Scettico sull’ipotesi default e commissariamento anche Vincenzo Fazio, già preside della facoltà di Economia all’Università di Palermo. “Oggettivamente potremmo riscontrare gli elementi che caratterizzano un indebitamento insostenibile. Però arrivare a una situazione di default mi sembra esagerato e allo stesso tempo politicamente improponibile. È un evento molto grave che si deve evitare a ogni costo”.
Più verosimile per gli economisti è che si prosegua sulla strada del “commissariamento dolce”, senza traumi, con Roma che detta la linea sulla politica finanziaria. “Che ci siano delle azioni di commissariamento della Regione in corso è chiaro. Il governo ha tutto l’interesse a mettere freno a una serie di incrostazioni”, osserva Fazio. “Già una forma di commissariamento c’è, e forse è opportuna visti i risultati pessimi dell’autonomia”, concorda Busetta, che definisce l’idea del commissariamento della Regione come un’ipotesi “di fantapolitica”.

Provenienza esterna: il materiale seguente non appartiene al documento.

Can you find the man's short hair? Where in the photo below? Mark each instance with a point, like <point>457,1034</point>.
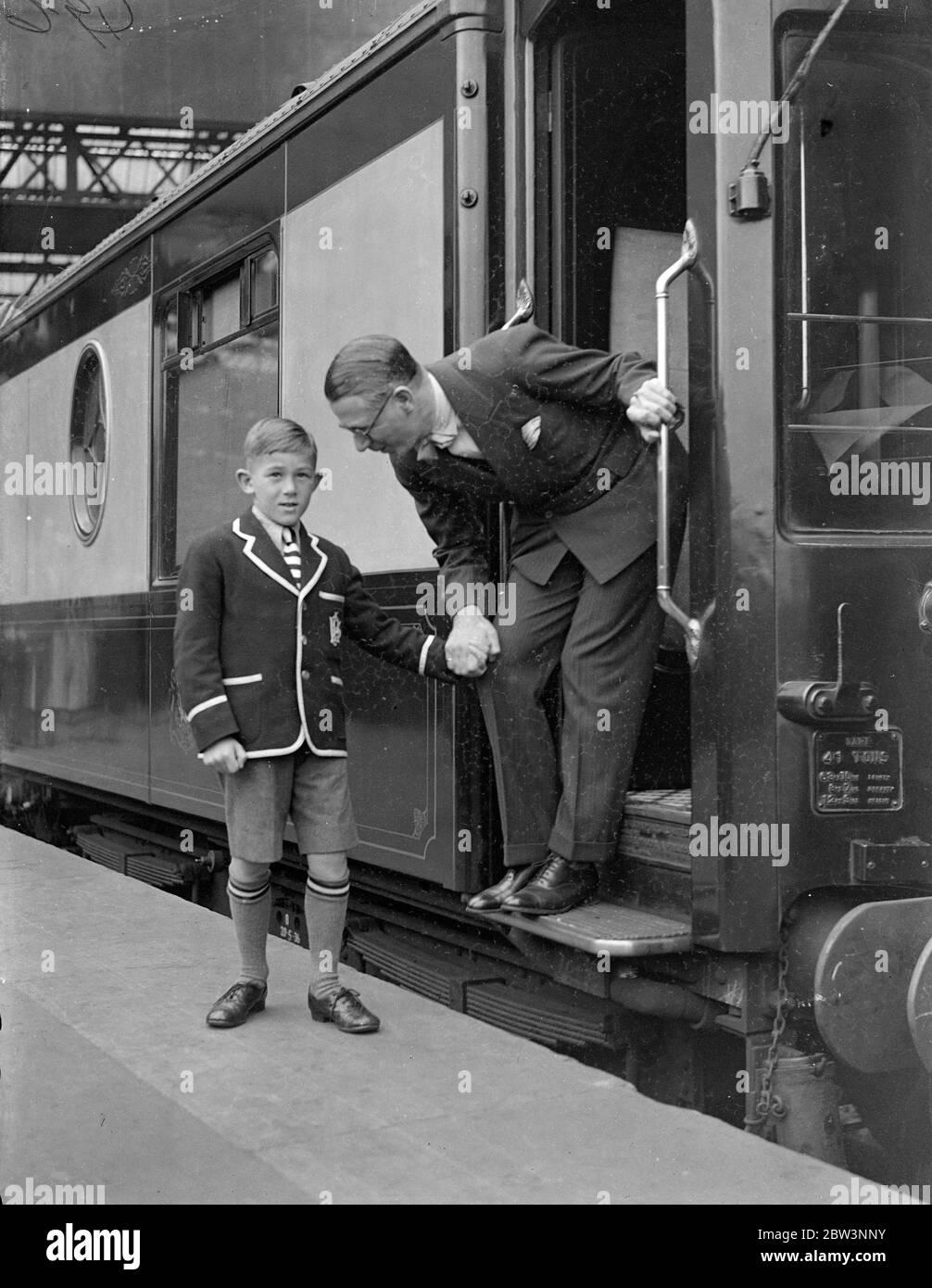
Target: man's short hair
<point>367,367</point>
<point>277,435</point>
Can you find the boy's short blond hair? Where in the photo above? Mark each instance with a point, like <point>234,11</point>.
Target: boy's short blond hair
<point>277,435</point>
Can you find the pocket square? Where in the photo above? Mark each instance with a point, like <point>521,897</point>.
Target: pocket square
<point>531,432</point>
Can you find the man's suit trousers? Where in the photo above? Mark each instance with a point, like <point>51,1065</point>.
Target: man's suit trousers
<point>567,793</point>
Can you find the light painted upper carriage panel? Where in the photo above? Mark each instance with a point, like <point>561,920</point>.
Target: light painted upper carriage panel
<point>73,521</point>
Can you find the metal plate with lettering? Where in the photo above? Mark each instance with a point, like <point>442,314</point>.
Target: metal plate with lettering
<point>856,772</point>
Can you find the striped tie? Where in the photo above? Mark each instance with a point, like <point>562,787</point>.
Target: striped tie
<point>293,553</point>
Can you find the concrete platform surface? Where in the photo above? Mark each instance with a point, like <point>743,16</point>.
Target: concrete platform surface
<point>111,1077</point>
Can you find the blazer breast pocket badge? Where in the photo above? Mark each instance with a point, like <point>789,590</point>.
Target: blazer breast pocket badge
<point>531,432</point>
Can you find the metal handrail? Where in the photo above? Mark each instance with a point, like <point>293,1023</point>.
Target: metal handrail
<point>691,626</point>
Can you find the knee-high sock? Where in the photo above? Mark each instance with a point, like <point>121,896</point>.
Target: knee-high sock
<point>250,901</point>
<point>324,910</point>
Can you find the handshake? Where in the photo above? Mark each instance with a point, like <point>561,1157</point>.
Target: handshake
<point>472,646</point>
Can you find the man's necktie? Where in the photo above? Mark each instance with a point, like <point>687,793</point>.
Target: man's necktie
<point>293,553</point>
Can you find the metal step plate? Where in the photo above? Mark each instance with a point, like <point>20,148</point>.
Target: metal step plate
<point>673,805</point>
<point>604,928</point>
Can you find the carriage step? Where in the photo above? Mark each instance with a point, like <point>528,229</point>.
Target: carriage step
<point>605,928</point>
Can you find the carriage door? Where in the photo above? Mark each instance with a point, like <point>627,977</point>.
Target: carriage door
<point>609,211</point>
<point>853,561</point>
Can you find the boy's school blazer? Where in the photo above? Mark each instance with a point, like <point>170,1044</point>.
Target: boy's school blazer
<point>258,656</point>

Fantapolitica o meno, dello spauracchio del commissariamento si parla. E i più, soprattutto da Roma, preferiscono farlo con la garanzia dell’anonimato. Anche da ambienti della maggioranza si ammette che il tema torna nelle conversazioni sul futuro della legislatura, soprattutto alla luce delle tensioni tra i governi di Roma e Palermo. Pochi al momento però sembrano crederci. C’è ancora un mese per trovare la complicata quadra sui conti. Passando da un’Ars agitata ma al contempo animata da un forte istinto di sopravvivenza. Roma permettendo.